In September 2013 the University of Western Australia awarded Tim Minchin an honorary Doctorate of Letters. In acceptance, he proceeded to deliver this address.
Within a few seconds of his starting, no regular visitor to this blog will be in any doubt as to what I am going to say, so let’s get it over with.
What possessed him to castrate his speech by reading it from a script?
If he and I were sitting across a table and I put that to him I know what he would say – I’ve had it said to me countless times. The script of that speech had to be dragged out of him syllable by syllable, and then pruned, polished and perfected by repeated rewriting. That, he would claim, is what makes it so brilliant. My reply, as always, is that it may be brilliant as a piece of writing, and I’d enjoy reading it to myself, but as a speech it falls pitifully short of its potential. It sounds stilted.
He would reply by citing all sorts of fine details that would have been lost had he not had them to hand on the page; and at that point I would clam up. I always do. I have learnt over the years that there is no point in arguing any of this with anyone unless they have put themselves in my hands in a training room, in which case I tear the paper away from them and go through a careful process of proving to them that they can easily do what they have always regarded as some sort of magic given only to a select few. More importantly I show them how much better the resultant product suddenly becomes.
What about those fine details of which he is so fond and proud? Would he lose them if shooting from the hip? Yes, some of them, but only those whose presence makes the speech stilted.
I have a friend who is a very good speaker indeed, and shoots from the hip. Last year I was present when he delivered an address to a big audience upon receiving an important promotion. Nearly all of it was shot from the hip and was excellent. The first couple of minutes, though, were scripted, unmistakeably aimed at the two or three in the audience still superior to him (I call it ‘playing to the purple’), dripping with affected erudition, and consequently nothing like as good as the rest. And here’s the clincher: I bet those superiors would agree with me.
Back to this speech by Minchin. I invite you to join me in a little experiment. There follows a quote from the speech – a joke. What I ask you to do is read it once (or at the most, twice), remove your eyes from it, and then tell the joke to the nearest wall. Don’t try to reproduce it verbatim, just tell the joke. Not only will you not need the script to tell it, but you will tell it better than he did.
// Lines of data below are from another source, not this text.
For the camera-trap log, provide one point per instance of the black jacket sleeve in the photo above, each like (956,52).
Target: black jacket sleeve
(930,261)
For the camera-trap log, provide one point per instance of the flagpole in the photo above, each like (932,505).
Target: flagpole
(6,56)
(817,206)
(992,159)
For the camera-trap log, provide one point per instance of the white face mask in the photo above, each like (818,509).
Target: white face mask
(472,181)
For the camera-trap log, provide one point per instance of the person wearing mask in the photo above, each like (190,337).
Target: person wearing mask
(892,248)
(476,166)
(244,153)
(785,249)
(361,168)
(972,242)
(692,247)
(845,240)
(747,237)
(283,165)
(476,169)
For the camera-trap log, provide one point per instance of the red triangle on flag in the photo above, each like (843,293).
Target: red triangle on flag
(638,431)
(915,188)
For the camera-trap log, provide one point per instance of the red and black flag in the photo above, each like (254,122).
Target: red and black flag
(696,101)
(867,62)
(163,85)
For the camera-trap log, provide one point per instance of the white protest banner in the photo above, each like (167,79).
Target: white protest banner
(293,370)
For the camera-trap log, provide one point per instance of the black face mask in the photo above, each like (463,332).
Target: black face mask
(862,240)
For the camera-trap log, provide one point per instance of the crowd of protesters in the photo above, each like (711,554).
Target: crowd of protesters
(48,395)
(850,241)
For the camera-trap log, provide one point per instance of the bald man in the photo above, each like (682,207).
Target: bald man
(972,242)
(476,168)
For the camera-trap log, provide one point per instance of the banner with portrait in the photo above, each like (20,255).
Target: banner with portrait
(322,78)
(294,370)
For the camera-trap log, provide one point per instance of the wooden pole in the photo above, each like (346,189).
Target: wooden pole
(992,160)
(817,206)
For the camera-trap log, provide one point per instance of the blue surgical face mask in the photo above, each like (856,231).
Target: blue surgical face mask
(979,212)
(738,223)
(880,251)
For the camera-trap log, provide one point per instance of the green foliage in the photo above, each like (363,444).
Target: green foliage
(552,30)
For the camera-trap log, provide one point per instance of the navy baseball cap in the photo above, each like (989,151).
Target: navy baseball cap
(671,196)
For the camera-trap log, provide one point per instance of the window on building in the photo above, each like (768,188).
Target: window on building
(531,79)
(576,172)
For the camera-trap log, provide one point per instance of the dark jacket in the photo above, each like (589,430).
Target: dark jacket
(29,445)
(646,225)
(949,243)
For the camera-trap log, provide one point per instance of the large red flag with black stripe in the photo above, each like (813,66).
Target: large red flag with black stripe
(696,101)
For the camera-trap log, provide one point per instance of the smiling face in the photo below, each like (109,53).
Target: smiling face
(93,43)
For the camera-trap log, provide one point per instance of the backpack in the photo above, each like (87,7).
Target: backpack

He is talking about the meaning of life.
Searching for meaning is like searching for a rhyme scheme in a cookbook. You won’t find it, and it’ll bugger up your soufflé
He is a professional comedian. He wrote the joke: it is a good joke: he read the joke: he killed the joke. He read it because he believed – really believed – he needed to. He is wrong, but he will go on believing it till someone like me puts him right and simultaneously improves his delivery tenfold.
Happiness is like an orgasm. If you think about it too much it goes away.
Can you believe that he read that too? Yep, I’m afraid he did.
It is a very funny speech indeed. It would have been better and funnier if he had known how to leave the script at home and trusted himself, not to memorise and recite it (Heaven forbid!), but deliver it said rather than read.